Se pose la difficulté du congé délivré aux locataires lorsque ces travaux de rénovation énergétique sont de grande envergure et ne permettent pas leur maintien dans les lieux.

La loi du 6 juillet 1989 a posé le principe d’un droit au logement comme droit fondamental et nombre de ses dispositions ont pour objet de permettre au locataire respectant les clauses et conditions de son bail, un maintien de principe dans le logement qu’il occupe. 

Toutefois, ce droit n’est pas absolu. Le bailleur dispose, sous certaines conditions très strictement encadrées, de la faculté de délivrer congé à son locataire. 
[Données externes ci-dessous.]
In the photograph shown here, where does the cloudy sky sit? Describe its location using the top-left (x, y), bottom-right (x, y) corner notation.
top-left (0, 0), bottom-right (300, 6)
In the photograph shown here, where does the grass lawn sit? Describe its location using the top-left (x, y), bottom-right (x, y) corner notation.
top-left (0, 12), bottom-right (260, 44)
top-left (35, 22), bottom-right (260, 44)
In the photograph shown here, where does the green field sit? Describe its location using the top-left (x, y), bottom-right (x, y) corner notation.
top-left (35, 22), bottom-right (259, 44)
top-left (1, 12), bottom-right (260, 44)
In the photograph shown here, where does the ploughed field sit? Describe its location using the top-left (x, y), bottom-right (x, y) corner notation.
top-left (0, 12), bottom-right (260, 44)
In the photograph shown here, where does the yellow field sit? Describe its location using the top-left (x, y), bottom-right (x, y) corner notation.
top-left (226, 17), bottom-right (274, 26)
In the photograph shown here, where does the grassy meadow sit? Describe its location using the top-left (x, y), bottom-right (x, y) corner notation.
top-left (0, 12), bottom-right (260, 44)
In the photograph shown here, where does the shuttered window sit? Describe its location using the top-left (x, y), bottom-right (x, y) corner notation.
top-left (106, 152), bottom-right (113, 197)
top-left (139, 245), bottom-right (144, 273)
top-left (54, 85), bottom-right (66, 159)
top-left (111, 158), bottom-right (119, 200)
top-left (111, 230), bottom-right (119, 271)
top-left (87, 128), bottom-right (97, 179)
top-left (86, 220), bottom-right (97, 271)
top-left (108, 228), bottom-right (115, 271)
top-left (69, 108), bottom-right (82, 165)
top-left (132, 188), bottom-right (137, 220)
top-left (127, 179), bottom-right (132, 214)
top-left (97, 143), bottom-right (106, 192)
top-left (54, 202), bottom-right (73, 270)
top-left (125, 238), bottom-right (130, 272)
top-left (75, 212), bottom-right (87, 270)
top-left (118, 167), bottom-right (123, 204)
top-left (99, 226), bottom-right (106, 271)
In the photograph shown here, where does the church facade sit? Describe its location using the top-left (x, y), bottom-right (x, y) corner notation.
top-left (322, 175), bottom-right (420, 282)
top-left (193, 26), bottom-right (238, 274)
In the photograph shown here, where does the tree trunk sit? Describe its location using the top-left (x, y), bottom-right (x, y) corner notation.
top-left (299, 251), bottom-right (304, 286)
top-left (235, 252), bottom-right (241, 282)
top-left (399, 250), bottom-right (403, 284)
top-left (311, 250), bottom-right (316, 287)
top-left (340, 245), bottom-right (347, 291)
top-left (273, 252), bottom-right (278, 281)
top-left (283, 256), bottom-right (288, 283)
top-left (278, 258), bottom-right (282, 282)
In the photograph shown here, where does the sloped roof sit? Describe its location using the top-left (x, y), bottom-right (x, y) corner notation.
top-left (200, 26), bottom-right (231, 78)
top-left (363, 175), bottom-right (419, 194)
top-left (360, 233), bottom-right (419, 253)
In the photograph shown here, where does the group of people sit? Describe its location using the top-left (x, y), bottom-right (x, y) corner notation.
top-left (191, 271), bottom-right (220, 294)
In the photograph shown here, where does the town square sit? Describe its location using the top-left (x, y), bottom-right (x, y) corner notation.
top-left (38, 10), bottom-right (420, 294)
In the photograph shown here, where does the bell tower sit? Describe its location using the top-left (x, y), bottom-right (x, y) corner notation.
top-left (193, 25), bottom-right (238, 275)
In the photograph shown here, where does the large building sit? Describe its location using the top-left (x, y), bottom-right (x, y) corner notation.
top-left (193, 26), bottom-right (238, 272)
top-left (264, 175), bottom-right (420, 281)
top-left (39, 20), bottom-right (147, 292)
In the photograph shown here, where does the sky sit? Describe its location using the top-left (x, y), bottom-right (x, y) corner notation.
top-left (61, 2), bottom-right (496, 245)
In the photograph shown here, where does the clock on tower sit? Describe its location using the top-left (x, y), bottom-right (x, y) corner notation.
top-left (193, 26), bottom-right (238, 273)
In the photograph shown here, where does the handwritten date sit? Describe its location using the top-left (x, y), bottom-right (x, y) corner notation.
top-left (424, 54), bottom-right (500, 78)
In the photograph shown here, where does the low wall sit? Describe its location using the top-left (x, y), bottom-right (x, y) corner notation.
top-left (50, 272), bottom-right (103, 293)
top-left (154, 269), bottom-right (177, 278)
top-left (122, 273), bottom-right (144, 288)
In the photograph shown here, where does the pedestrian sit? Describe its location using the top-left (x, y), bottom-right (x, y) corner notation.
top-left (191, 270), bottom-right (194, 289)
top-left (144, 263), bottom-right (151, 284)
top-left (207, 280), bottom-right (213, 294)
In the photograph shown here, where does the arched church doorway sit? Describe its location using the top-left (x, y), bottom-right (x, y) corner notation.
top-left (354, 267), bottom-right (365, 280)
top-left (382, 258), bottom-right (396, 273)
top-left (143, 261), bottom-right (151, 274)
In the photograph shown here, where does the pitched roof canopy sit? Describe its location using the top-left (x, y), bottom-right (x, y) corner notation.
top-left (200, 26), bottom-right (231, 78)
Parmi les congés prévus par la loi, on retrouve le congé pour reprise, le congé pour vente et le congé pour motif légitime et sérieux. Le congé pour reprise permet au bailleur de récupérer le logement pour l’habiter lui-même ou pour y loger un proche. Le congé pour vente intervient lorsque le propriétaire décide de céder le bien et doit offrir un droit de préemption au locataire. Enfin, le congé pour motif légitime et sérieux, plus souple dans sa définition, peut être délivré en raison d’un comportement fautif du locataire ou d’un projet du bailleur justifiant la libération des lieux.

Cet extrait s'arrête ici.